V(x)=x(10−2x)(12−2x)
. Find the maximum volume of a box that can be created from the piece of paper.
To find the maximum volume of the box, we need to maximize the function V(x) by finding its critical points.
First, we find the derivative of V(x) with respect to x:
V'(x) = (10 - 2x)(12 - 2x) + x(-2)(12 - 2x) + x(10 - 2x)(-2)
= (10 - 2x)(12 - 2x) - 2x(12 - 2x) - 2x(10 - 2x)
= (10 - 2x)(12 - 2x) - 24x + 4x^2 - 20x + 4x^2
= (10 - 2x)(12 - 2x) + 8x^2 - 44x
To find the critical points, we set V'(x) = 0 and solve for x:
(10 - 2x)(12 - 2x) + 8x^2 - 44x = 0
(10 - 2x)(12 - 2x) = 44x - 8x^2
120 - 24x - 20x + 4x^2 = 44x - 8x^2
4x^2 + 44x - 24x - 20x - 120 = 0
4x^2 + 0x - 120 = 0
x^2 - 30 = 0
(x - √30)(x + √30) = 0
Setting each factor equal to zero:
x - √30 = 0 or x + √30 = 0
x = √30 or x = -√30 (rejected since x should be positive in this context)
Therefore, the critical point is x = √30.
To determine if this critical point is a maximum or minimum, we evaluate the second derivative:
V''(x) = 8 - 44 = -36
Since V''(√30) = -36, which is negative, this means that x = √30 is a maximum point.
We can plug x = √30 back into the original equation for V(x) to find the maximum volume:
V(√30) = √30( 10 - 2√30)(12 - 2√30).
Approximating to three decimal places, the maximum volume of the box is V(√30)= 51.962 cubic units.
To find the maximum volume of a box that can be created from the given piece of paper, we need to find the value of x that maximizes the function V(x) = x(10 - 2x)(12 - 2x).
Step 1: Expand the equation
V(x) = x(10 - 2x)(12 - 2x)
= x(120 - 20x - 24x + 4x^2)
= x(4x^2 - 44x + 120)
Step 2: Simplify the equation
V(x) = 4x^3 - 44x^2 + 120x
Step 3: Take the derivative of V(x) with respect to x
V'(x) = 12x^2 - 88x + 120
Step 4: Set V'(x) equal to 0 to find critical points
12x^2 - 88x + 120 = 0
Step 5: Solve the quadratic equation
Using factoring or the quadratic formula, we find that x = 1 or x = 10/3.
Step 6: Determine the second derivative of V(x)
V''(x) = 24x - 88
Step 7: Plug in the values of x from Step 5 into V''(x)
V''(1) = -64
V''(10/3) = 8/3
Since V''(1) is negative and V''(10/3) is positive, the critical point x = 10/3 corresponds to a local maximum.
Thus, the maximum volume of the box that can be created from the piece of paper is V(10/3).
You can calculate the value of V(10/3) to find the specific volume of the box.

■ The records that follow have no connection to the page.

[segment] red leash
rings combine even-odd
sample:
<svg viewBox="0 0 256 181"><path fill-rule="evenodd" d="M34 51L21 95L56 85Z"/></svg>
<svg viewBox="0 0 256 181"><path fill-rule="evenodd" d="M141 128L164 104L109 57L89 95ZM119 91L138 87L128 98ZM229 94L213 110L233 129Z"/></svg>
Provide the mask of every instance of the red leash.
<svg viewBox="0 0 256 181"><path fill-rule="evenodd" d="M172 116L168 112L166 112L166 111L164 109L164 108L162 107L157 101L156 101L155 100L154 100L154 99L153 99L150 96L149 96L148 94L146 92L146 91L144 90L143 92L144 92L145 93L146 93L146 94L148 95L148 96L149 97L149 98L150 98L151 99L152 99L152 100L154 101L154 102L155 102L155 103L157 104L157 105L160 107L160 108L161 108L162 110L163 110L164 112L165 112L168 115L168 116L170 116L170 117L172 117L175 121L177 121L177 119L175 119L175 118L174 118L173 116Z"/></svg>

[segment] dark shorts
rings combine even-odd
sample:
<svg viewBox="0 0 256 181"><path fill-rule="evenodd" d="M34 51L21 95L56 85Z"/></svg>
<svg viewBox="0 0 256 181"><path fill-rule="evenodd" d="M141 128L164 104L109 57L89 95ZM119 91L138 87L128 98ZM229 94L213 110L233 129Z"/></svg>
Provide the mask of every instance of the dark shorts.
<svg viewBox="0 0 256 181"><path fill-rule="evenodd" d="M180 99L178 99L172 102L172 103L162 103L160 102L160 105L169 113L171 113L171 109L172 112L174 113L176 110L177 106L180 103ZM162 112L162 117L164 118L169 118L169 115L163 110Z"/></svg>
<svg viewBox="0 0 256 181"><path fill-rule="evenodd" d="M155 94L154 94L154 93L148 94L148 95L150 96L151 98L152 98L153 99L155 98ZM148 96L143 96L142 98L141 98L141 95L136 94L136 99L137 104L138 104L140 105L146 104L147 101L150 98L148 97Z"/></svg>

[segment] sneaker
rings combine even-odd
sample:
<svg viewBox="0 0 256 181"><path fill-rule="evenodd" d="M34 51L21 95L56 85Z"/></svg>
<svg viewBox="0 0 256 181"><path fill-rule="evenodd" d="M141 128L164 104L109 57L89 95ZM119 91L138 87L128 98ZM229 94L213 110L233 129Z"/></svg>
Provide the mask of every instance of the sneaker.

To find the maximum volume of the box that can be created, we need to maximize the volume function V(x) = x(10 - 2x)(12 - 2x), where x represents the length of the side of the square that is cut out from each corner of the paper.
First, let's expand the function:
V(x) = x(10 - 2x)(12 - 2x)
= x(120 - 24x - 20x + 4x^2)
= x(4x^2 - 44x + 120)
= 4x^3 - 44x^2 + 120x
To find the maximum volume, we need to take the derivative of the volume function with respect to x and set it equal to zero:
V'(x) = 12x^2 - 88x + 120 = 0
Now, we need to solve this quadratic equation for x. We can either factor it or use the quadratic formula. Let's use the quadratic formula to find the values of x:
x = (-b ± √(b^2 - 4ac))/(2a)
In this case, a = 12, b = -88, and c = 120. Applying the quadratic formula, we have:
x = (-(-88) ± √((-88)^2 - 4(12)(120)))/(2(12))
x = (88 ± √(7744 - 5760))/(24)
x = (88 ± √1984)/(24)
Now we can simplify further:
x = (88 ± 44√2)/(24)
The two solutions are:
x₁ = (88 + 44√2)/(24)
x₂ = (88 - 44√2)/(24)
To determine which value of x gives the maximum volume, we need to test these values. Plug each value of x back into the volume function V(x) and compare the results. The value of x that gives the greatest volume will correspond to the maximum volume of the box.
V(x₁) = 4(x₁)^3 - 44(x₁)^2 + 120(x₁)
V(x₂) = 4(x₂)^3 - 44(x₂)^2 + 120(x₂)
Calculate these values and compare them to find the maximum volume.
Note: Depending on the range of x-values that are realistic for this problem, you may need to check the endpoints of that range as well to ensure you find the absolute maximum volume.